Thursday, December 1, 2011

Whipsaw November

 In November I violated my first rule of investing, which is "To make money, don't lose money."

For the month my IRA declined 4.1%. The main reason for the loss was that I positioned the portfolio for a brightening outlook driven by monetary stimulus and short-term fixes in Europe. I expected the yield curve to steepen, the dollar to decline, and US economic data to remain passable. Well the increasing monetary stimulus may have started yesterday, the last day of the month, but was too little too late to allow my portfolio to recover. Part way through the month I "cried uncle" and retreated to about a 60% cash position, allowing for a more peaceful night of sleep but also removing the opportunity to fully participate in upside.

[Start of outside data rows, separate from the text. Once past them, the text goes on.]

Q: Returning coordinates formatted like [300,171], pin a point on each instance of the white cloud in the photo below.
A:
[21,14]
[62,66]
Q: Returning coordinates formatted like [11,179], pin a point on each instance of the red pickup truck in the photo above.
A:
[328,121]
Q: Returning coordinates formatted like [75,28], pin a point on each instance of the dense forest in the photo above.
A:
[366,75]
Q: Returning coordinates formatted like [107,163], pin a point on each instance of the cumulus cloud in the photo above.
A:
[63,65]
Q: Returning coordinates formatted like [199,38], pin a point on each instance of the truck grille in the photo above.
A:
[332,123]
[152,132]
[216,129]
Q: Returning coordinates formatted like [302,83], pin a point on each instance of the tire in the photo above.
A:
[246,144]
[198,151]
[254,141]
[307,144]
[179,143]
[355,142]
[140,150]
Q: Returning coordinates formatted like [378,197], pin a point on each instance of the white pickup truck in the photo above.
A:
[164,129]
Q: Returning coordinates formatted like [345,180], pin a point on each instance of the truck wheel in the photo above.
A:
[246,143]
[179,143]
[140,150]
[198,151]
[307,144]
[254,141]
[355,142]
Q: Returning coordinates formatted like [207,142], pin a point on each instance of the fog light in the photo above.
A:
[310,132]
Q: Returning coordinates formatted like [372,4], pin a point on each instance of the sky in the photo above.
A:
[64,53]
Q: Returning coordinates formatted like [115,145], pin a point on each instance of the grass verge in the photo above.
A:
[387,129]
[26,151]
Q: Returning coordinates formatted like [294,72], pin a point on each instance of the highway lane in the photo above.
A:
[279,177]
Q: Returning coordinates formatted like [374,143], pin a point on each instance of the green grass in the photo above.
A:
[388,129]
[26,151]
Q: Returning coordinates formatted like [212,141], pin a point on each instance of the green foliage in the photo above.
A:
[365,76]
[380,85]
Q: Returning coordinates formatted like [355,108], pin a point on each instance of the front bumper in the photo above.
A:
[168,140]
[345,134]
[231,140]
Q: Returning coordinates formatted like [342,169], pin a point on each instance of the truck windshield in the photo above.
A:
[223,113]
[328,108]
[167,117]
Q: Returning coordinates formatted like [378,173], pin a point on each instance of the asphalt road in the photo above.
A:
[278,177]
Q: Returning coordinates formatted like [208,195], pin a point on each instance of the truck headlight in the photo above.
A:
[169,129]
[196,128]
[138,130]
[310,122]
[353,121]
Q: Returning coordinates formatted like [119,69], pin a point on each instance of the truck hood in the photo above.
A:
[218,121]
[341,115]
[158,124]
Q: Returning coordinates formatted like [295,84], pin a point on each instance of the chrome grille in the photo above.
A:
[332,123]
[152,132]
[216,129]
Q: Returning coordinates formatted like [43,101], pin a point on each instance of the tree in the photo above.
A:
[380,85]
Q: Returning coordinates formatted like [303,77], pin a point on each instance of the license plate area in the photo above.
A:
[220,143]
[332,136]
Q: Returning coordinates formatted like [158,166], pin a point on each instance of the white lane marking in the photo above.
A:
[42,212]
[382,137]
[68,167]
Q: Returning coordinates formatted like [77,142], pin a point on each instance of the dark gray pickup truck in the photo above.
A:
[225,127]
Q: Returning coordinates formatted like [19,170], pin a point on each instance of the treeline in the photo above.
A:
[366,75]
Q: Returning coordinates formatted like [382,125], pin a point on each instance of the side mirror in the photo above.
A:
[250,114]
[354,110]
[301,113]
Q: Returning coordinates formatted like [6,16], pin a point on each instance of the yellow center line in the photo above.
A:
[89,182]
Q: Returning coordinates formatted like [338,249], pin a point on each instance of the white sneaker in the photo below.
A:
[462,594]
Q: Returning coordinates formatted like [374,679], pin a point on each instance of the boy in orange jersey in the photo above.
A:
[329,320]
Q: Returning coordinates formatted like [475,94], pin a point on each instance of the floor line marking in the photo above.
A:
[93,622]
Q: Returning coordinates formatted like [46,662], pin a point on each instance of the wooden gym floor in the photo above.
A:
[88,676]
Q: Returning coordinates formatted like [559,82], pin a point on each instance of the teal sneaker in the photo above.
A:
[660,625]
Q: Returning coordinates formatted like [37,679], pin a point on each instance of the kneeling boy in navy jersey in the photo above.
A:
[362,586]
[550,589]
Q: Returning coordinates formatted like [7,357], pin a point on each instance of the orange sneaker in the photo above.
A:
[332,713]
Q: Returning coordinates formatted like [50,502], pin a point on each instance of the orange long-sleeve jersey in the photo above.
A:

Yesterday I did move back into financials and shorted longer-term treasuries based on the coordinated actions of the central banks. However, my cash position remains close to 30%, highlighting my uncertain outlook about the direction of the market in the short-term.

Over the next month I expect a "Santa Claus" rally based on increased central bank activity, a large amount of cash on the sidelines, and possibly some short-term fixes in Europe. Of course, I was too optimistic about European politics last month, thus a more conservative portfolio this time.

For the trailing year my IRA has increased 19.9%, outpacing the S&P 500 annual increase of 5.6%. The top fund increased 42.6% over the past year, which was Vanguard Extended Duration Treasury Index Instl. Of the over 16,000 funds the 20th best performing fund produced a one-year increase of 19.8%, based on Morningstar. The average performance of funds over the past year was an increase of 2.1%. Obviously the average fund has underperformed the market, suggesting fund managers may try to play catch-up in December if the markets start to rally.